As you pray day to day, I clean our toilet as my daily ritual. As you talk to the God, I do to our toilet. It is not a joke; I am quite sure nowadays a lot of other Japanese are executing this daily ritual as well.
This new religion started a few years back in Japan. One actress wrote a book about how she could clear three million dollars of debt and how she could get out from bad routine. According to her, though I haven’t read the book, you should clean your residence—especially the toilet (as it’s directly related to prosperity)—if you wish to be fortunate. Throw out your bad luck altogether with crap in your closet when you wish to attract brand new good luck. Probably it’s a sort of converted Feng-shui.

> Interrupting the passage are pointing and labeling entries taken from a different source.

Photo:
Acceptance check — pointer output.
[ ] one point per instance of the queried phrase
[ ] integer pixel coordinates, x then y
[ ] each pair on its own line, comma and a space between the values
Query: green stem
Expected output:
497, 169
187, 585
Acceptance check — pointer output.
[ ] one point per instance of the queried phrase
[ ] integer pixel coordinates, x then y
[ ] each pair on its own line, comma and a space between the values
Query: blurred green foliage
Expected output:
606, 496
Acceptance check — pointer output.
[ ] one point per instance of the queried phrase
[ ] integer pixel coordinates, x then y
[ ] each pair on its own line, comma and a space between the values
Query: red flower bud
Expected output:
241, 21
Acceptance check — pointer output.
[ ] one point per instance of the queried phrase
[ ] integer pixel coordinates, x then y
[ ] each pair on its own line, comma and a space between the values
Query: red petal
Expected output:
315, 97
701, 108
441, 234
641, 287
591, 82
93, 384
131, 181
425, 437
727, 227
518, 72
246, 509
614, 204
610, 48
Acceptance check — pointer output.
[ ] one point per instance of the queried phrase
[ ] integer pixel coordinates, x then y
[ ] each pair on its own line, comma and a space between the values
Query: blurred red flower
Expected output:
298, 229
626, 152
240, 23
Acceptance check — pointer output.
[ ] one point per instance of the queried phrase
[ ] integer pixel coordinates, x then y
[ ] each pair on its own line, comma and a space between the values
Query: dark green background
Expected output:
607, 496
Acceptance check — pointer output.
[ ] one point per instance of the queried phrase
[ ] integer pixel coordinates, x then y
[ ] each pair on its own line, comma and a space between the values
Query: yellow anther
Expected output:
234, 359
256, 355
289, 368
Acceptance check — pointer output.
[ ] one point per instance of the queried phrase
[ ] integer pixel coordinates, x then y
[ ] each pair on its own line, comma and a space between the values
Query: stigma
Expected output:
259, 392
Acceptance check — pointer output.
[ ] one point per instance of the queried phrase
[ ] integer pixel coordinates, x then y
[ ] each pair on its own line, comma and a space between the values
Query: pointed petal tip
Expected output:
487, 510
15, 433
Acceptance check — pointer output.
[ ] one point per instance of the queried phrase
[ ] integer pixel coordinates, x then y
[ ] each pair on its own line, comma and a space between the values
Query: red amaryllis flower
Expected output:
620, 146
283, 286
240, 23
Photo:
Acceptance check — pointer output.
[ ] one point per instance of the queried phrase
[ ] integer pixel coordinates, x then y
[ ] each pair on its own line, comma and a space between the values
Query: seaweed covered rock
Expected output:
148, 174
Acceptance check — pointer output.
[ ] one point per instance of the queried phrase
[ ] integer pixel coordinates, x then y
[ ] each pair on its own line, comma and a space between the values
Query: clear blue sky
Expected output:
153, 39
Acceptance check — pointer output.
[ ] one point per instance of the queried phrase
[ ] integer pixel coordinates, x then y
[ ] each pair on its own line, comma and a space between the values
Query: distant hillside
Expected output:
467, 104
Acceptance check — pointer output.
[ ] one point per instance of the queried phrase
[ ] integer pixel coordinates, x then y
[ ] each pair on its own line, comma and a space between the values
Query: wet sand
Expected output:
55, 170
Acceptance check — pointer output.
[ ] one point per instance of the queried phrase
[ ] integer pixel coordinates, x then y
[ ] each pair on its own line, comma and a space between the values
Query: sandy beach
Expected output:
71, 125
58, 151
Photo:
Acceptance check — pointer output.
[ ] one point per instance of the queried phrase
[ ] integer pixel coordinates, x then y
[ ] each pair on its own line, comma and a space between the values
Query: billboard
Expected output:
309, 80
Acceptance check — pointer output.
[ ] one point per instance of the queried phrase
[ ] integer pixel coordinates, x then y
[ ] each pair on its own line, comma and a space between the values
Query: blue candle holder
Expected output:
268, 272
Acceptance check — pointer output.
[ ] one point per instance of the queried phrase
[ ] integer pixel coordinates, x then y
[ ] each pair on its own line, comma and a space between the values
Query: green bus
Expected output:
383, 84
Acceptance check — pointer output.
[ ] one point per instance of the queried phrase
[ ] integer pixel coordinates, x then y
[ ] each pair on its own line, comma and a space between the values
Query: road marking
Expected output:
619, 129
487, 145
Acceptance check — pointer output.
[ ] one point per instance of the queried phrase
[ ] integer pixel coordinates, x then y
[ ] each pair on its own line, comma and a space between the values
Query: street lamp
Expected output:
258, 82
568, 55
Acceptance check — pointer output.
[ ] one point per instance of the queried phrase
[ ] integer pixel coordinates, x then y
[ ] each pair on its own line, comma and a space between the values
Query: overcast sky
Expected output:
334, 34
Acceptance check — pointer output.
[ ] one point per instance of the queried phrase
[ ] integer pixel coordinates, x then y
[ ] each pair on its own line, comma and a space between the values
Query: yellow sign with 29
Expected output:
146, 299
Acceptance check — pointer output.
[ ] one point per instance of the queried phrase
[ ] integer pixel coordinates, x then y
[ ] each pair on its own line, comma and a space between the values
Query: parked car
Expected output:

This is the way “toilet religion” started and somehow this conventional religion grabbed my heart. Maybe because my boyfriend’s company was not doing well (he was literally penniless), or because I just moved to Singapore from Thailand, or just because we’ve started living together. There were tons of reasons to feel anxious. Instead of nagging at him, I started cleaning the toilet, thinking that even if it didn’t do anything to our prosperity, cleaning the toilet was worth much more than having quarrels and feeling miserable. As I didn’t want to look down on myself for picking up wrong man, I cleaned the toilet, wishing things to flow to the better destinations. I desperately wanted to believe my gut feeling about our relationship and the future.
And apparently, that was the only thing I could do to improve our situation at that time. As I also didn’t have money, I couldn’t move out, I couldn’t do a part-time job in addition to daytime job, being a foreigner in Singapore.
Two years have passed since then. Hallelujah, I was lucky enough to be heard by toilet god. We are still together and unbelievably better off. And you know what? This morning, my boyfriend—who hates all sorts of superstitions—recommended that I clean our toilet up even more for our retirement. Maybe it’s time for me to install a brush, sacred tool, for him.